Corniche Kennedy, un style d’écriture compliqué

Ce livre, attractif à première vue, avec ses « seulement » 140 pages peut attirer le jeune lecteur, surtout que la quatrième de couverture nous promet une histoire d’adolescents et d’amusements, hélas ce n’est pas le cas et je dois avouer ma déception…

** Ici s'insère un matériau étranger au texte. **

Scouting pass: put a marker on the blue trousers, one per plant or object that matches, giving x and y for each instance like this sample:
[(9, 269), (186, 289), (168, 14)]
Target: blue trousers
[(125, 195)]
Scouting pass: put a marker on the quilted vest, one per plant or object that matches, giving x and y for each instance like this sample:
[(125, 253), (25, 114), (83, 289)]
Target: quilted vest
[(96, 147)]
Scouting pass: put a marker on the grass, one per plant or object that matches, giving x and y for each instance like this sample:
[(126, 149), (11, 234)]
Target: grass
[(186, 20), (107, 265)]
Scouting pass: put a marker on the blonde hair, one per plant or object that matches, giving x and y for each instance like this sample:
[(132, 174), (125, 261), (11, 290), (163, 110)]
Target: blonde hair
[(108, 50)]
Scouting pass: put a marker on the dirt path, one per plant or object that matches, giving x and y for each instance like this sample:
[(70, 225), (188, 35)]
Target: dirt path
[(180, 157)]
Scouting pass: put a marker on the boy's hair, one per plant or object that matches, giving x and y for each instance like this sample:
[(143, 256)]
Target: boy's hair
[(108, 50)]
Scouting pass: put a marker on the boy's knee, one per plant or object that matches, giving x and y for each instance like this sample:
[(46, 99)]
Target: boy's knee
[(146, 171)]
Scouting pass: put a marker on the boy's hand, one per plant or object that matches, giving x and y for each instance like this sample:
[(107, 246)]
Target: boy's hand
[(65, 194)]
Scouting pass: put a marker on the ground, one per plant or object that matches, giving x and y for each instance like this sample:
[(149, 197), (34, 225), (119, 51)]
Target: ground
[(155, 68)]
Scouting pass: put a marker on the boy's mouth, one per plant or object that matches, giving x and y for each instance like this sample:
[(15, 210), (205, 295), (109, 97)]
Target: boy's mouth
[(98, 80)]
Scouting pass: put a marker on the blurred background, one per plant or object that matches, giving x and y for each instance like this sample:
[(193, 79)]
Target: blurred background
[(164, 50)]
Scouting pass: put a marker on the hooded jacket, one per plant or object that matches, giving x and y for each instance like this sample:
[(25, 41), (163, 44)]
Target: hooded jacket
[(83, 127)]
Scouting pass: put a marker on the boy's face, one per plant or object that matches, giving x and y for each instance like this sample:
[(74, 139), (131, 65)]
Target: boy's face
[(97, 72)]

L’histoire parle d’un groupe d’adolescents qui se rejoignent après les cours sur un petit cap le long de la corniche Kennedy -d’où le  titre du livre -et s’amusent à sauter de différentes hauteurs dans la mer. Malheureusement, ils sont situés juste devant le poste de surveillance du littoral où chaque jour, le commissaire responsable du groupe de policiers surveille ces jeunes qui prennent des risques insensés en sautant de plusieurs mètres au-dessus des rochers.Et un jour, le commissaire reçoit  l’ordre de tous les chasser…

Tout d’abord, quand on entame ce livre, on a envie d’en arrêter la lecture car le style de l’auteur, très complexe, ne nous permet pas d’y « entrer ». On ne comprend pas trop de qui on parle, même si parfois le narrateur externe décrit précisément les personnages. Les descriptions sont tellement longues qu’on s’y perd. Certains personnages ne sont même décrits en totalité que 60 pages après leur première apparition! Mais il y a encore autre chose qui déroute, c’est la présentation: il n’y a pas de chapitre, juste une page blanche entre chaque partie, heureusement que il y a encore les numéros de page!

Lorsqu’on parvient à lire le roman jusqu’à la fin, on comprend mieux l’intrigue, mais beaucoup d’éléments demeurent toujours confus, donc il faudrait une relecture attentive pour vraiment en profiter.